Sejumlah konten hasil sementara quick count Pilpres 2024 disebut merefleksikan keberadaan silent majority. Apa itu?
Silent majority atau mayoritas yang diam adalah sejumlah besar orang yang tidak menyatakan pendapat dan opininya secara terbuka tentang sesuatu secara publik, seperti dijelaskan dalam laman Cambridge Dictionary.
Sementara, menurut Merriam-Webster, silent majority adalah bagian terbesar dari populasi suatu negara yang terdiri dari orang-orang yang tidak terlibat aktif dalam politik dan tidak mengungkapkan pendapat politiknya di depan umum.
SCROLL TO CONTINUE WITH CONTENT
Honors theses yang ditulis Jordan R. Holman dari University of Mississippi, AS berjudul Silent Majorities: The Brief History of a Curious Term, 1920-1980 menyebut istilah tersebut muncul pada tanggal 24 Juni 1919 di Harrisburg Telegraph yang memuat artikel tentang hak pilih pekerja di Pennsylvania. Harrisburg Telegraph mengutip Eliza D. Armstrong yang mengungkapkan, "I represent the silent majority of women who oppose suffrage for the sex."
Holman juga menemukan penggunaan istilah tersebut sehubungan dengan pemungutan suara Liga Bangsa-Bangsa pada artikel September 1919. Sebuah artikel di News Scimitar berbunyi: "The great mass of American people, the silent, thinking, all-powerful majority, who neither shout for the league of nations, nor against those who neither storm against the reservations, nor make violent protest in favor of their adoption, have but one desire, and that is to have the thing over."
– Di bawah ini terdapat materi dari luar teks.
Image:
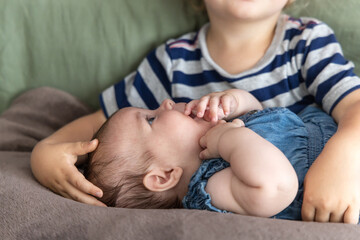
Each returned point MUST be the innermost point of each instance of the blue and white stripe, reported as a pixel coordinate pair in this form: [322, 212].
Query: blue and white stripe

Kemudian istilah tersebut juga muncul pada surat kabar Great Falls Daily Tribune edisi 18 Oktober 1919 mengutip BJ Boorman.
Begini bunyinya: "The great majority of people are not saying anything [in politics]. This great apparently neutral class is not neutral but it has no spokesman, no agitator or agent who will gain by the exploitation of its views. It is the duty, therefore, of civic organizations to serve, among other ways in representing this silent majority of the populace."
Silent Majority di Pemilu
Istilah silent majority populer setelah Presiden AS 1969-1974 Richard Nixon mengimbau agar kaum mayoritas yang diam untuk mendukungnya terkait melanjutkan perang di Vietnam pada 3 November 1969. Dikutip dari laman History, istilah mayoritas yang diam pada saat itu merujuk pada pemilih Konservatif yang tidak berpartisipasi dalam wacana publik di AS.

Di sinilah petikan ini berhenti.